Der Strickhof bietet den Frauen, die Partnerinnen von Bauern werden möchten, zwei Möglichkeiten an: Sie können einen Tag in der Woche die Schule besuchen und in zwei Jahren ein Diplom erwerben oder von Februar bis Juli vollzeitlich die Schule besuchen und in dieser Zeit ein Diplom erlangen.

Ältere Frauen von etablierten Bauernhöfen wählen eher die erste Variante, jüngere Frauen, die eben erst ihre Berufskarriere beginnen, eher die zweite.

Der Strickhof lässt nur Leute zu, die bereits ein Fachabitur oder eine Berufsausbildung haben. Laut Barbara von Werra, Leiterin der Bäuerinnenschule im Strickhof, gibt es heute mehr Bewerberinnen als die Schule Plätze zur Verfügung hat.
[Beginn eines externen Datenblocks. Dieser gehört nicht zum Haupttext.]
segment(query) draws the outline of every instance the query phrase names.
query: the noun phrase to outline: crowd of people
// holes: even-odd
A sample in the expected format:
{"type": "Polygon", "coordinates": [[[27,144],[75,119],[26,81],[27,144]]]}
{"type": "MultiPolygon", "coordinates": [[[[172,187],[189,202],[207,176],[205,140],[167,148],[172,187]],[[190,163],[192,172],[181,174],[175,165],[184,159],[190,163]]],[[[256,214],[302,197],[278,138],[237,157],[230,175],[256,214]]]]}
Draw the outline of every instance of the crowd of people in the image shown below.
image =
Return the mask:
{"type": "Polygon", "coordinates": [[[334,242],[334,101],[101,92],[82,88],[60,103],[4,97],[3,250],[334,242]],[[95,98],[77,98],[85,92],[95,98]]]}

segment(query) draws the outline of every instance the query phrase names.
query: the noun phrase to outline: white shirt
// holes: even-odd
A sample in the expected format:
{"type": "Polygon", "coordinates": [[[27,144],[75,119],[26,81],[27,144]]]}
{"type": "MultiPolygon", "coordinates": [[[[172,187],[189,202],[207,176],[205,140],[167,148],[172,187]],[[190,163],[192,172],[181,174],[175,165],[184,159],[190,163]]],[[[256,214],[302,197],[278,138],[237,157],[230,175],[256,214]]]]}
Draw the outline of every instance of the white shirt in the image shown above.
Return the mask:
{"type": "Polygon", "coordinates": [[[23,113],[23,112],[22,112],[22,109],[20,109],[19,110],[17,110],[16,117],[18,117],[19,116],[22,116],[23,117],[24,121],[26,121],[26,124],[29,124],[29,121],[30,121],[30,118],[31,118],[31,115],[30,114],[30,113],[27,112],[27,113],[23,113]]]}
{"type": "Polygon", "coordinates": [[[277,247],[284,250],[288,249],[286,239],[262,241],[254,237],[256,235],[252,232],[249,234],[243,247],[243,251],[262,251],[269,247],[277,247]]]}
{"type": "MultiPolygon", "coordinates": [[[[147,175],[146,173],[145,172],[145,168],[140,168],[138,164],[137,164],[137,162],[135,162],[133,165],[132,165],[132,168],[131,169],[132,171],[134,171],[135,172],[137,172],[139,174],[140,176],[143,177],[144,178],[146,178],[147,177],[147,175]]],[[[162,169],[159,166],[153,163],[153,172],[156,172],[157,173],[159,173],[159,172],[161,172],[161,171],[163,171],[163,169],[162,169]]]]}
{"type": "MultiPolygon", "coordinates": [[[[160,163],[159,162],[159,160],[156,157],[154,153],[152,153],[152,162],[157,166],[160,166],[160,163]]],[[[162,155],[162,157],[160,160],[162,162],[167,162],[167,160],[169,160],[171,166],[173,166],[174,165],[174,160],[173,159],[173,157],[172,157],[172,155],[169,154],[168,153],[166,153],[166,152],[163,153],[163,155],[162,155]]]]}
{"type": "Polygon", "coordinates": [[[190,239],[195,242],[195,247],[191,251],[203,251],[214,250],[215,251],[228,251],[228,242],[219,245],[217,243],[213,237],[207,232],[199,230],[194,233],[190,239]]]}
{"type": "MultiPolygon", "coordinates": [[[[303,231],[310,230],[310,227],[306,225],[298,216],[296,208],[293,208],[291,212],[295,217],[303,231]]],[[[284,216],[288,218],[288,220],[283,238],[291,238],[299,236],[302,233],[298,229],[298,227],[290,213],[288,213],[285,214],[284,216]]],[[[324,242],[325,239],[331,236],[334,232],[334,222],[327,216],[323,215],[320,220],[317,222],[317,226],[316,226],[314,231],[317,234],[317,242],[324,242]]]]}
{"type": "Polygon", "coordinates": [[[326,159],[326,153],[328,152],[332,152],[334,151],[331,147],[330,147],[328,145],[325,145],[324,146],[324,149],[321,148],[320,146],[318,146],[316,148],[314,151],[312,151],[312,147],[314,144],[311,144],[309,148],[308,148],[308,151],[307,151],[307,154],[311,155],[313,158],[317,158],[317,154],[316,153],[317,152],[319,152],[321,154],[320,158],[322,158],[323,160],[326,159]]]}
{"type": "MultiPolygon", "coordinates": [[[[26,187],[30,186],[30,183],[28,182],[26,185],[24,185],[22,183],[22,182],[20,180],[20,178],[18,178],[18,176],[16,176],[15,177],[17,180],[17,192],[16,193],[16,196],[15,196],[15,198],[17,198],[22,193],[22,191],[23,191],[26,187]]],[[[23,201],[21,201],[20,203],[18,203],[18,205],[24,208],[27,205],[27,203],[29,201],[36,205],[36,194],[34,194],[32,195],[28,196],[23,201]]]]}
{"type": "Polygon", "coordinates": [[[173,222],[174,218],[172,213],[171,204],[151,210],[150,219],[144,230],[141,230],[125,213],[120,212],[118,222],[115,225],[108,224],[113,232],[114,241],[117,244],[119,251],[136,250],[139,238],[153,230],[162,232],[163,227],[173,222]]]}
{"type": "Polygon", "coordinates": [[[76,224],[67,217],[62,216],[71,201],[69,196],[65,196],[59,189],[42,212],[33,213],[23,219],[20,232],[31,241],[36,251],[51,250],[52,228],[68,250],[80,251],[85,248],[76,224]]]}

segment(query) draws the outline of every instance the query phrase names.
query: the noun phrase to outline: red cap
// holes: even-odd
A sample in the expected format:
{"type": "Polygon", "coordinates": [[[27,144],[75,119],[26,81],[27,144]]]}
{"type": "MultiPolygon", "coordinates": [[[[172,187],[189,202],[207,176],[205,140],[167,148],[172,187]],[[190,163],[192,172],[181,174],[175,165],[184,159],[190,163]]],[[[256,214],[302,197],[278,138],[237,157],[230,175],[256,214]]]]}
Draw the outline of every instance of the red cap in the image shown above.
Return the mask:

Obwohl die Anmeldungen Mitte der 2000er-Jahre zurückgingen, überborden sie heute fast. Dies weil mehrere kleinere Bäuerinnenschulen geschlossen wurden und deshalb mehr Bewerberinnen in die Arme grösserer Institutionen, wie Strickhof oder Inforama in Bern, getrieben wurden.